The bit string begins with 8 zeros, so the top 4 rows will be empty (2 hexadecimal digits per 8 bit byte, with 8 bits per row for an 8 pixel-wide glyph). The bit string also ends with 4 zeros, so the bottom 2 rows will be empty. It is implicit from this that the default font descender is 2 rows below the baseline, and the capital height is 10 rows above the baseline. This is the case in the GNU Unifont with Latin glyphs.

Over time, a number of ways have been created to handle the format. The earliest way is the hexdraw Perl script, which converts the string into an ASCII art representation to be edited in a text editor. Another method involves generating a bitmap image grid for an entire range of code points and working with an image editor. In either case, the edited glyphs are later converted back into .hex files for storage.

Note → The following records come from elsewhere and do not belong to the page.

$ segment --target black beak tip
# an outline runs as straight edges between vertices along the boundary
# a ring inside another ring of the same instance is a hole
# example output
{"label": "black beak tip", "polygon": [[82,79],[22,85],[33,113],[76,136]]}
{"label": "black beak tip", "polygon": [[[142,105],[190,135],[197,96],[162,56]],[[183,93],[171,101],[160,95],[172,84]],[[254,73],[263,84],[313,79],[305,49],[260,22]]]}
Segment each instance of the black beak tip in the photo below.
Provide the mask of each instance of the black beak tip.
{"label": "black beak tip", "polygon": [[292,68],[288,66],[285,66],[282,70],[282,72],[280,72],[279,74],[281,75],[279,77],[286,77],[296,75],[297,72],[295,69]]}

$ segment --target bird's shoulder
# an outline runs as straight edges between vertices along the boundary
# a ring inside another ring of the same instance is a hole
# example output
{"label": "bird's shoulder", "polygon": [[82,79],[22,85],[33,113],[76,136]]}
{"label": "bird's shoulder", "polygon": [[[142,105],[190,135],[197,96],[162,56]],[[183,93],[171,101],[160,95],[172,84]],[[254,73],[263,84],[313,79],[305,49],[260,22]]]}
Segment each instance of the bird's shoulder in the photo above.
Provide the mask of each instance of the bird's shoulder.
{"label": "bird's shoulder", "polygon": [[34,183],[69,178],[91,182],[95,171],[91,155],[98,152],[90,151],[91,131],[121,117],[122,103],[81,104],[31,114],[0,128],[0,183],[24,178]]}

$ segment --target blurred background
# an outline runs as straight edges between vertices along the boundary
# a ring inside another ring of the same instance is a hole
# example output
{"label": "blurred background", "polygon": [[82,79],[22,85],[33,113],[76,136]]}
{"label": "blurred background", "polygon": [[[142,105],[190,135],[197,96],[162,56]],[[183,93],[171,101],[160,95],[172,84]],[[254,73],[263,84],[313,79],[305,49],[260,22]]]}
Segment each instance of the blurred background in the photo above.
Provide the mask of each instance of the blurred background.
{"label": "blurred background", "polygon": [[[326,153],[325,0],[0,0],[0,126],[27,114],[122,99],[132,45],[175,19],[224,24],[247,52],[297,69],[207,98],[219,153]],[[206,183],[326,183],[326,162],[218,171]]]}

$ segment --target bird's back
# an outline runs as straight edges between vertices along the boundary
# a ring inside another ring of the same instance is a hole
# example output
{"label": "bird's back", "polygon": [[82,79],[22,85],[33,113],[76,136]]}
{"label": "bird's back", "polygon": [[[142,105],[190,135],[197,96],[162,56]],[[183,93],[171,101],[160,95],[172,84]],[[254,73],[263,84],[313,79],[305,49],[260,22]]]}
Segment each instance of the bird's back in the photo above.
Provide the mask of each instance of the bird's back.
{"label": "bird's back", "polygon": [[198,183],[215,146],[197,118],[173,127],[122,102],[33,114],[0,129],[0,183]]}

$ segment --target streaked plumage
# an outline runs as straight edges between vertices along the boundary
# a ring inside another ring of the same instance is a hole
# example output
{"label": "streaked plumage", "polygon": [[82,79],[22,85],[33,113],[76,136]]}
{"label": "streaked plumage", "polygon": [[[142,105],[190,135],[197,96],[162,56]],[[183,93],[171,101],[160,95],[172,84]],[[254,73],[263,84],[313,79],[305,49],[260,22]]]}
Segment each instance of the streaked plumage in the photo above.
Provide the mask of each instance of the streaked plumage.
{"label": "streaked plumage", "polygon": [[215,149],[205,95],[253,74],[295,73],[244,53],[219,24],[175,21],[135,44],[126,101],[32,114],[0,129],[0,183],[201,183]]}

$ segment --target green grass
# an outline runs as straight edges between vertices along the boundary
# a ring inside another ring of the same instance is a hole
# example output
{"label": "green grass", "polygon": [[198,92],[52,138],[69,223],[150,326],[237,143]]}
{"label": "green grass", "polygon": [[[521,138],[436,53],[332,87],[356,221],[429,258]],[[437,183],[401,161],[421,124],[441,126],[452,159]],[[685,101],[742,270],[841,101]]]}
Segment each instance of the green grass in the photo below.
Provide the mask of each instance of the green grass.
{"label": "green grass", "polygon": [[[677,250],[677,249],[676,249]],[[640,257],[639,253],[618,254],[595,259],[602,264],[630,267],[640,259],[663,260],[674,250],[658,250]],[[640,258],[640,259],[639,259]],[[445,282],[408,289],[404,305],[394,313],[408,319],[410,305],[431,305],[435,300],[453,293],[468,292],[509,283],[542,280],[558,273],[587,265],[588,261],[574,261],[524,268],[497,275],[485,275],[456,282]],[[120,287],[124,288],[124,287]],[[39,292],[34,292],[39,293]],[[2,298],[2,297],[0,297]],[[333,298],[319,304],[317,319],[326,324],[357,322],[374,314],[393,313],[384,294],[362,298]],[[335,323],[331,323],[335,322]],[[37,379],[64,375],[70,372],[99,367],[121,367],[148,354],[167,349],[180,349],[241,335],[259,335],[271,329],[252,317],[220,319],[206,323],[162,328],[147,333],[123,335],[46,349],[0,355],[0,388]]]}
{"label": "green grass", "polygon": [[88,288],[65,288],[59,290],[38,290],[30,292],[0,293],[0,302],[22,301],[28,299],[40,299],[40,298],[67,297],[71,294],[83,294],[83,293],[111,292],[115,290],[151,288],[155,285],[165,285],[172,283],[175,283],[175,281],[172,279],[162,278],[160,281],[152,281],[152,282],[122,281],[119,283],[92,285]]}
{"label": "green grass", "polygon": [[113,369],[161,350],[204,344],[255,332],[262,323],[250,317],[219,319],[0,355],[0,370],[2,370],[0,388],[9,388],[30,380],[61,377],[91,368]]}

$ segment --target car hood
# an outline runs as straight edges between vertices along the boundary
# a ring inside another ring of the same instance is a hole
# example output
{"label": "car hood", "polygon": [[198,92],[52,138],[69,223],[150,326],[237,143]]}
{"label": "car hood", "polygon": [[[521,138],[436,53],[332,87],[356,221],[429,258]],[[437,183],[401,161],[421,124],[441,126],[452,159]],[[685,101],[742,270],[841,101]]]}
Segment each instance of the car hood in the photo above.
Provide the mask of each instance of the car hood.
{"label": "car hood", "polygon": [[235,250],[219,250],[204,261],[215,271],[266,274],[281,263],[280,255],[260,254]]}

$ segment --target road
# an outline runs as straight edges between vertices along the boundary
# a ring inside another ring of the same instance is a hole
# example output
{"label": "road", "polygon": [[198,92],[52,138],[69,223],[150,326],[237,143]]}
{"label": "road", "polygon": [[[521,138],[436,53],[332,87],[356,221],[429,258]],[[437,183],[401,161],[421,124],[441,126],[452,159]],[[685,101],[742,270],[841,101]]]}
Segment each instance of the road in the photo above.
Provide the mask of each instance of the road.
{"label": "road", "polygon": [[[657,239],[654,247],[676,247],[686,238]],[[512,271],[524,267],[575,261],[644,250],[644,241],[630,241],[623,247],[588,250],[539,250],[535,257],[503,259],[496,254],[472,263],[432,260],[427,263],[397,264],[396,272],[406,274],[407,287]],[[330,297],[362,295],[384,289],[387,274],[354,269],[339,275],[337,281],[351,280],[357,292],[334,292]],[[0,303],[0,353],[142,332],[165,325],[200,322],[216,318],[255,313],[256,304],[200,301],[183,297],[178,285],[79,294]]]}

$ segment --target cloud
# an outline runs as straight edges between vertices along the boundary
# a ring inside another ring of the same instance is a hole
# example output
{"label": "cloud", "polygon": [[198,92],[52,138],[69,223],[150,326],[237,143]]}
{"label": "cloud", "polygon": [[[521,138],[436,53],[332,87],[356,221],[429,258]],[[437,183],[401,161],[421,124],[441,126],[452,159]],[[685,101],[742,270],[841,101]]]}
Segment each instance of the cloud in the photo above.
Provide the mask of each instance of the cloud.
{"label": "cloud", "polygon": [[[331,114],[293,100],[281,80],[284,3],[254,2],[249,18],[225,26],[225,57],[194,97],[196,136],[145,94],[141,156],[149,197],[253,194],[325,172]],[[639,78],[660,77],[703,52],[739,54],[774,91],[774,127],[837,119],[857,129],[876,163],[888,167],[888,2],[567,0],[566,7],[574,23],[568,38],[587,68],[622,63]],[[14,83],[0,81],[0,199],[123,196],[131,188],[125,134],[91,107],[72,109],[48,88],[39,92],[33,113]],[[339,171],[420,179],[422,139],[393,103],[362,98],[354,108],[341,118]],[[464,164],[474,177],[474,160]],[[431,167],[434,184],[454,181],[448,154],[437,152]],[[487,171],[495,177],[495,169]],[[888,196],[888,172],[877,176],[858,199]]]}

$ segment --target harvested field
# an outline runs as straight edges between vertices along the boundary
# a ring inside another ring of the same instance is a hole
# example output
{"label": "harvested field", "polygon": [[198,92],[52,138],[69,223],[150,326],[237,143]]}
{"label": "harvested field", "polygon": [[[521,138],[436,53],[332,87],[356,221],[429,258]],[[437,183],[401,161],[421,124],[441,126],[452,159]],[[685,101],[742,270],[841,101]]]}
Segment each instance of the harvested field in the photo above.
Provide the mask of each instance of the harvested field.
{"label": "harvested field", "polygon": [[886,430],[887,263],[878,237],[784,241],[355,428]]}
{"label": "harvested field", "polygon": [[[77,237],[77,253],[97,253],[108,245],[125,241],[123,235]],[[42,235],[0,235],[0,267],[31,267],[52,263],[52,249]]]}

Decoded hexdraw representation of the example

00 00000000 □□□□□□□□
00 00000000 □□□□□□□□
00 00000000 □□□□□□□□
00 00000000 □□□□□□□□
18 00011000 □□□██□□□
24 00100100 □□█□□█□□
24 00100100 □□█□□█□□
42 01000010 □█□□□□█□
42 01000010 □█□□□□█□
7E 01111110 □██████□
42 01000010 □█□□□□█□
42 01000010 □█□□□□█□
42 01000010 □█□□□□█□
42 01000010 □█□□□□█□
00 00000000 □□□□□□□□
00 00000000 □□□□□□□□

== History ==
Roman Czyborra created the Unifont format in 1998 after earlier efforts dating to 1994.

In 2008, Luis Alejandro González Miranda wrote a program to convert Unifont into a TrueType font. Paul Hardy modified it later to support combining characters in the TrueType version.

Later, Richard Stallman published Unifont as a GNU package in October 2013, with Paul Hardy as its maintainer.